Kilka tysięcy osób zgromadziła demonstracja w Katowicach przeciwko wyrokowi Trybunału Konstytucyjnego ws. przepisów aborcyjnych. Doszło do przepychanek z policją, która miała zatrzymać parę osób. Wśród zatrzymanych był poseł Lewicy Maciej Kopiec.
W piątek podobna demonstracja przed katowicką siedzibą PiS liczyła - według policji - ok. 7 tys. osób. Choć dotąd policja nie oszacowała liczby demonstrujących w sobotę, ludzi w piątek było najprawdopodobniej nieco więcej.
Podobnie, jak w piątek, policja przez megafony wzywała do rozejścia się, a także do zachowywania dystansu społecznego w kontekście bezpieczeństwa epidemicznego. Zgromadzeni nie stosowali się do wezwań.
Przed godz. 18. przed Archikatedrą Chrystusa Króla w Katowicach zebrały się setki ludzi, obecnych było także kilkoro parlamentarzystów opozycji. Zebrani zaczęli okrążać świątynię, czemu towarzyszyło skandowanie okrzyków wrogich partii rządzącej.

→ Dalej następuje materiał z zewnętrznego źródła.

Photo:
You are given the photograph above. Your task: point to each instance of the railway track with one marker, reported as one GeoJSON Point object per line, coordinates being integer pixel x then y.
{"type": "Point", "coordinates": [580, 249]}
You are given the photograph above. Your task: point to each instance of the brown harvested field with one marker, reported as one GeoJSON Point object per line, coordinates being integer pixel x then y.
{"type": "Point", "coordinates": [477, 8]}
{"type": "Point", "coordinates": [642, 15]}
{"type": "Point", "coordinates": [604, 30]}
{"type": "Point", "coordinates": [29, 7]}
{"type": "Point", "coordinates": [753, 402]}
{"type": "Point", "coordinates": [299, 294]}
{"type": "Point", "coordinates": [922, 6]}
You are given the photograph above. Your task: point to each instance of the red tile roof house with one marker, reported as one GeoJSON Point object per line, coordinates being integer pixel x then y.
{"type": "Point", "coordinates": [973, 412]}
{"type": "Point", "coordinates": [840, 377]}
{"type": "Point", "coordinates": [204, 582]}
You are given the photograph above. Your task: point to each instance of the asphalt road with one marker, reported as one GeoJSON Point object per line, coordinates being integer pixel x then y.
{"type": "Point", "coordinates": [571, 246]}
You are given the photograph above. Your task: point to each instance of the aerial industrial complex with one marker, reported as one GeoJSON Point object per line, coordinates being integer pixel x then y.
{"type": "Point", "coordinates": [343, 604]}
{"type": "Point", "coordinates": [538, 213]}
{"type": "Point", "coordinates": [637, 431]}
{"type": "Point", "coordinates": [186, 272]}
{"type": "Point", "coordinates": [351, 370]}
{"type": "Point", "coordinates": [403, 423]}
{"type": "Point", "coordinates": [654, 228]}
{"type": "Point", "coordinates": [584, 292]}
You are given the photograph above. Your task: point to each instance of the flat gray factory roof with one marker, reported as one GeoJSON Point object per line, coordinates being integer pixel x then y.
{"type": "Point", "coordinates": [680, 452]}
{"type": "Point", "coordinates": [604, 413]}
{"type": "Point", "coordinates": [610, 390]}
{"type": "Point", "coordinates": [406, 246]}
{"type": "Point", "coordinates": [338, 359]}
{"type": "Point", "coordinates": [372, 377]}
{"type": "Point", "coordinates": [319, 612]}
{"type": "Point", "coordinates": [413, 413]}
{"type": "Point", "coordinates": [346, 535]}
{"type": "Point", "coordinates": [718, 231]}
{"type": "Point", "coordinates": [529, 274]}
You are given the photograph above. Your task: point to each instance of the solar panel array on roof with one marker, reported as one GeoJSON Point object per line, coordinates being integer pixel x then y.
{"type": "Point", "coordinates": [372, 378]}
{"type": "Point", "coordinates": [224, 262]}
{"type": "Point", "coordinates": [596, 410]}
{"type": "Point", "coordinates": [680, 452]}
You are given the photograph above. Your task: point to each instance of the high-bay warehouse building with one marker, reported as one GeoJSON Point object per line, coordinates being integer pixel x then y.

W pewnej chwili doszło do przepychanek z policją, która miała zatrzymać parę osób. Swoją relację zamieścił następnie na Twitterze poseł Lewicy Maciej Kopiec: Po informacji o zatrzymaniu, zglebowaniu, podarciu ciuchów, zniszczeniu okularów wsadzeniu do suki, przewiezieniu kilku kilometrów, wyrzucono mnie z radiowozu pod komendą wojewódzką policji - napisał poseł.